KUALA LUMPUR: Malaysian fighter jets intercepted a formation of Chinese aircraft which flew over the country’s Exclusive Economic Zone (EEZ) in the South China Sea off the Southeast Asian country’s Bornean states of Sarawak and Sabah, the Royal Malaysian Air Force (RMAF) said today.
The statement said the “suspicious” flight of 16 People’s Liberation Army Air Force (PLAAF) aircraft were detected by the Air Defence Centre in Sarawak at 11.53am (May 31) and came close to violating Malaysian national airspace when the flight approached 60 nautical miles off the coast of Sarawak.
Flying “in-trail” formation, the Chinese aircraft — Ilyushin Il-76 and Xian Y-20 multi-mission strategic transporters — were flying between 23,000 feet and 27,000 feet above sea level at a speed of 290 knots when entering Malaysian Maritime Zone.
Throughout the incident, a flight of BAE Systems Hawk 208 aircraft of No 6 Squadron were placed on high alert at Labuan airbase in Sabah state, the RMAF statement said.
The Hawk light multi-role fighters were scrambled to intercept and make a visual inspection after the intruding aircraft entered Malaysia’s KK FIR (Kota Kinabalu Flight Information Region) and after the PLAAF aircraft did not respond to the regional air traffic controller despite being instructed several times.

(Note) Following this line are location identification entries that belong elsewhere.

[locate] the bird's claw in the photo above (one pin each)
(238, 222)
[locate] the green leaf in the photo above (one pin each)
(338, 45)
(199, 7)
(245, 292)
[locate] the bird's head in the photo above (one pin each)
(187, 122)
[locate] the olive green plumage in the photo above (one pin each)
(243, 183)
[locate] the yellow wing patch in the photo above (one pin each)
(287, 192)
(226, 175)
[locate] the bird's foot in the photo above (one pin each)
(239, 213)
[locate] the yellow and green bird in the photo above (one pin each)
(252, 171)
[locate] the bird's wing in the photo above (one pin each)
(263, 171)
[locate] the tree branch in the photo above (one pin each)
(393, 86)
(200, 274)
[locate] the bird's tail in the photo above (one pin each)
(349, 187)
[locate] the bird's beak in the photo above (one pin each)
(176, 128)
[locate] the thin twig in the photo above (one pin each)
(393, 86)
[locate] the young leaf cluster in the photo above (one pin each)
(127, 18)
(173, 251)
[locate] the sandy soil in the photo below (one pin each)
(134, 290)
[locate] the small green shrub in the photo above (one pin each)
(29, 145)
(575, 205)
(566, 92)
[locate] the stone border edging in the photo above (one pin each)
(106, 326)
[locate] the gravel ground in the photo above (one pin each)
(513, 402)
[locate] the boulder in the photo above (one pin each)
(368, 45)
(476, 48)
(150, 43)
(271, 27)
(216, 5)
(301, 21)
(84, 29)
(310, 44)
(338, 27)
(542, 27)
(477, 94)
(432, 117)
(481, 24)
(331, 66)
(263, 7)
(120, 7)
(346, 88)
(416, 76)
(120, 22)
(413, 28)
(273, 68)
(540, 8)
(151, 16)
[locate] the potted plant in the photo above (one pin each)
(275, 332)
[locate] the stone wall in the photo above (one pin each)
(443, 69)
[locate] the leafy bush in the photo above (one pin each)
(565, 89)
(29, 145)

The formation made a turn-around in airspace over Beting Patinggi Ali (Luconia Shaols) which is within the country’s EEZ.
“This incident is a serious threat to national sovereignty and flight safety due to the air traffic density over the airways,” RMAF Chief Gen Ackbal Abdul Samad said in a statement.
The incident including the intercept and hailing operation was conducted within the laws and regulations of the International Civil Aviation Organisation (ICAO) and Malaysia’s national air defence policy, the statement added. The Ministry of Foreign Affairs has been notified of the incident.
It was reported that China’s embassy in Kuala Lumpur did not immediately respond to a request for comment.
China has claimed over large parts of the South China Sea based on its “Nine-Dash Line” policy which is disputed and not recognised by the other claimant states. About $3 trillion worth of shipping trade passes annually though sea routes in the South China Sea.
Brunei, Malaysia, the Philippines, Taiwan and Vietnam also have competing claims to various islands, outcrops and other features in the expansive maritime area.
Last year, a Chinese survey ship held a month-long standoff with a Malaysian oil drilling vessel within Malaysia’s exclusive economic zone in the South China Sea which also saw the involvement of coast guard and naval ships of both countries.
PLAAF and PLAN (PLA-Navy) aircraft have been reportedly intercepted by the RMAF in recent years but this is the largest single formation incident. –shp/adj/mgm (Image: A PLAAF Y-20 strategic multi-role transporter taken from RMAF Hawk 200 aircraft.)